Parallel parenting can make sense in high-conflict divorces

If you and your spouse are going through a contentious divorce, co-parenting may not only be difficult, but impossible. Every discussion you have about parenting may devolve into an argument. If this is the case, you may wonder whether you two should share parenting time and parental responsibilities.

Despite your differences, you and your spouse may both be fit and caring parents who your children have strong relationships with. To account for your children’s best interests, you may want to consider parallel parenting. This arrangement will maximize your time with them and will minimize your interactions with your spouse.

How parallel parenting works

Unlike co-parenting, parallel parenting will keep your communication with your spouse to a minimum. When you two do discuss parenting matters, you will do so in an asynchronous manner, such as through email or a parenting app.

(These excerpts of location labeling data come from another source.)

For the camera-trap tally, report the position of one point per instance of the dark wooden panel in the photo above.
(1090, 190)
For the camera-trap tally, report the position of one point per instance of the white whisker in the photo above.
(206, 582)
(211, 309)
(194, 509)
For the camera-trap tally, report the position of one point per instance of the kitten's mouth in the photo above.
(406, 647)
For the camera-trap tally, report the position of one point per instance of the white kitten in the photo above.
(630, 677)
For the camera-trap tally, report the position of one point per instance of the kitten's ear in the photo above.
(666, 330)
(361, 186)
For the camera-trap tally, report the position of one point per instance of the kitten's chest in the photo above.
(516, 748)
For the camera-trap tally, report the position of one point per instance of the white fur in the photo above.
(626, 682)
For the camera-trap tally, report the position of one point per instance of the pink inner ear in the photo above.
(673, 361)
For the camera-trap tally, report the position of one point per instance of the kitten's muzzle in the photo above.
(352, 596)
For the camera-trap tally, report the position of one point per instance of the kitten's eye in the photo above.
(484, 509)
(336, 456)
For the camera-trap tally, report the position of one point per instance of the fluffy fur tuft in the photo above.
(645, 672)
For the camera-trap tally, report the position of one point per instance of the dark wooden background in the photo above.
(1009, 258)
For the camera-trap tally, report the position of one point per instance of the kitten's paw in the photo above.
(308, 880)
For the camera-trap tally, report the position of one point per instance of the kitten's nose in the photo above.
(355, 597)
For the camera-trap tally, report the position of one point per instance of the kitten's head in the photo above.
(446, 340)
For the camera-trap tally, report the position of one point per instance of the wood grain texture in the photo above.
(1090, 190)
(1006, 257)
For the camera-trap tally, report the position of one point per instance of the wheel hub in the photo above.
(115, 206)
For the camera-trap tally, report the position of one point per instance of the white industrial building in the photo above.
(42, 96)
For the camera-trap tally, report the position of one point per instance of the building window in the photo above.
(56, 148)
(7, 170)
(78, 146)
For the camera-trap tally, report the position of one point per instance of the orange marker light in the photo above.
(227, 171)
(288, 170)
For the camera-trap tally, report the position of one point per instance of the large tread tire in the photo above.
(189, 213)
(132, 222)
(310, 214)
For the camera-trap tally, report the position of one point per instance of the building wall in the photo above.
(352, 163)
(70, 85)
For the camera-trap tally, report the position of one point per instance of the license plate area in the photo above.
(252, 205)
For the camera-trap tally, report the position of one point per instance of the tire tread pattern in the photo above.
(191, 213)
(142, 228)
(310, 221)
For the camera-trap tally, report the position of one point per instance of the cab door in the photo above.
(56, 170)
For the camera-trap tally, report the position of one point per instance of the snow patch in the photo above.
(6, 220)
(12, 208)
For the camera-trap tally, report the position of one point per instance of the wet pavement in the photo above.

By avoiding direct communication, you may have an easier time averting potential conflicts.

While parallel parenting, you and your spouse will not attend your children’s events, meetings and appointments together. To make sure you both take part in these, you will want to include a provision in your parenting plan that outlines how you will rotate between them.

Parallel parenting will also require you and your spouse to establish firm rules for exchanging your children. If your relationship is especially hostile, you may want a third party – like a friend or relative – to transport them between residences. Or, you may want to arrange their drop-offs and pick-ups at their school or another place in your community. By exchanging your children in one of these manners, you can reduce the likelihood of unplanned interactions with your spouse.

What parallel parenting accomplishes

If you and your spouse have a high-conflict relationship, co-parenting could expose your children to your disputes. Since parallel parenting will limit your interactions, you can shield your children from these. By doing so, they will likely feel a greater sense of safety, stability and security, no matter which parent they are with.

In some cases, parallel parenting can also defuse the tensions between divorced couples. After following your plan for a while, you may find that you and your spouse’s interactions are no longer marked by hostility. If you learn to work together while parallel parenting, you may be able to transition to a co-parenting arrangement in the future.

By parallel parenting after your divorce, you can grow your bond with your children, regardless of your relationship with your spouse. A legal professional can help you determine whether it is an appropriate arrangement for your family.